The work is signed and dated on the lower left side. Segantini cited it in his letter to Domenico Tumiati (Maloja, 5/29/1898) with the definition of "lantern effect"; Primo Levi in 1899 listed it under the title of "The Mothers (interior of stable)"; Servaes in 1902 catalogued it under number 84. The painting belonged to Grubicy (Milan), who lent it for a long time to the Segantini Museum in Saint-Moritz; then it belonged to Benzoni, also in Milan.
At that time Segantini was working on a series of compositions having interiors as their theme, but here he was looking for a more articulated and chromatically developed solution: he was to create artificial light effects with his renewed coloristic strength, and so he did. At the Brera Triennial of 1891, where Previati’s "Maternity" was also exhibited – a somewhat mystical, ethereal and oneiric symbolic interpretation – "The Two Mothers" had considerable success where the analogy, quite evident, of the new technique appeared as a representation of naturalistic divisionism against an idealizing symbolism. The interpretation of symbolism, conceived as "universal maternity", in fact will appear in Segantini only later.

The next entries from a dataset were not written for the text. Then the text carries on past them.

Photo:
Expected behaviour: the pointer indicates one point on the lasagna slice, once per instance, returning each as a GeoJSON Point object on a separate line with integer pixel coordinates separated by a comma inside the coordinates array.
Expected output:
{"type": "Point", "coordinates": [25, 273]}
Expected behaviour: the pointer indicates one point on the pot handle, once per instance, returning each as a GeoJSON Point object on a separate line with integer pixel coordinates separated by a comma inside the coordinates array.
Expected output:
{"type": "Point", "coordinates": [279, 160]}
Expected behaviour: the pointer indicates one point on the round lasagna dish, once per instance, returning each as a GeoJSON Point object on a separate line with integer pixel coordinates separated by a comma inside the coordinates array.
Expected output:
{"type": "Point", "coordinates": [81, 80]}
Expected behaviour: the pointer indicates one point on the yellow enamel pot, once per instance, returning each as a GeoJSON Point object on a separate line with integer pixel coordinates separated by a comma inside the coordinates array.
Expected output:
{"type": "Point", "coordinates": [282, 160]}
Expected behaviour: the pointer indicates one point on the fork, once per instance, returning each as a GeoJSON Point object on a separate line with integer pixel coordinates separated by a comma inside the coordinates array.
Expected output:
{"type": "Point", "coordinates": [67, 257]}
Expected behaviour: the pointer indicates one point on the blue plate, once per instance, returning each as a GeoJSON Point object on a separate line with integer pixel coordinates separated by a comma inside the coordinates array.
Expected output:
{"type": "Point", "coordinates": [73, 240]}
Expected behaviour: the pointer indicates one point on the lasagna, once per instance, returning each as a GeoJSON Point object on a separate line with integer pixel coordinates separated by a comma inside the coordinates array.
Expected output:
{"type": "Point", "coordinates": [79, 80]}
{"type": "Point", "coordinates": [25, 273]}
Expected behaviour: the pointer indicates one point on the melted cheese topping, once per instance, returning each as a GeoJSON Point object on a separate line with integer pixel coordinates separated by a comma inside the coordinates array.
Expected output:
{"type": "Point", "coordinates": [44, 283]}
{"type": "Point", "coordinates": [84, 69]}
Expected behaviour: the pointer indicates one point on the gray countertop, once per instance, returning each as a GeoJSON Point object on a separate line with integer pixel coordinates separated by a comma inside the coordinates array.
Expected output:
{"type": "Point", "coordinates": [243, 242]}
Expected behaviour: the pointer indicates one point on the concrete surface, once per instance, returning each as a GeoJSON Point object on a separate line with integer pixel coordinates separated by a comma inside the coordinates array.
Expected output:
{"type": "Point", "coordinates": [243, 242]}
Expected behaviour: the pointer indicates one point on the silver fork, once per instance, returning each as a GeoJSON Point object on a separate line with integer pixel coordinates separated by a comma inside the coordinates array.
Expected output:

A journalist in the "Cronaca dell’Esposizione di Belle Arti – Esposizione Triennale di Brera del 1891" of 28.5.1891 interprets the painting in a distinctly luministic key: "The two mothers are a cow that has her calf close to her on the straw, and a peasant girl who holds her skate in her arms, dozing in the light of a rustic lamp that hangs from the ceiling. The observance of the luminous phenomenon and the evidence are in this painting admirable […]";
Grubicy interprets it from a naturalistic, as well as a luministic point of view: "It is curious that in the many discussions and criticisms published on the Triennale, no one has gone into the study of the characteristic essence of this important work by Segantini, although everyone, without exception, has found the powerful strength of the young master, and some, like Sormani, have also acclaimed it for the feeling of motherhood, so to speak, animal that it contains. In my opinion, the driving force behind this work was the emotion provoked by an interesting effect of artificial light and the whim of wanting to overcome the enormous difficulty that the pictorial interpretation of it presented. […] The interest and the difficulty of the scene consisted in expressing, in its proper character, that environment with its low luminosity, but diffused enough to circulate everywhere, so as to suppress the blacks – black means absence of light – and allow the eye to detect the nature of all objects. And Segantini, in his painting, was able to victoriously overcome the difficulties, resorting to the application of divided colors instead of the usual mixture on the palette".
In 1945, Barbantini drew some considerations from it, such as that around the head of the woman in a pathetic attitude "à la Botticelli" there was "an air of a museum".
There is a copy of the work kept at the Segantini Museum of Saint-Moritz, made by Gottardo, Segantini’s son.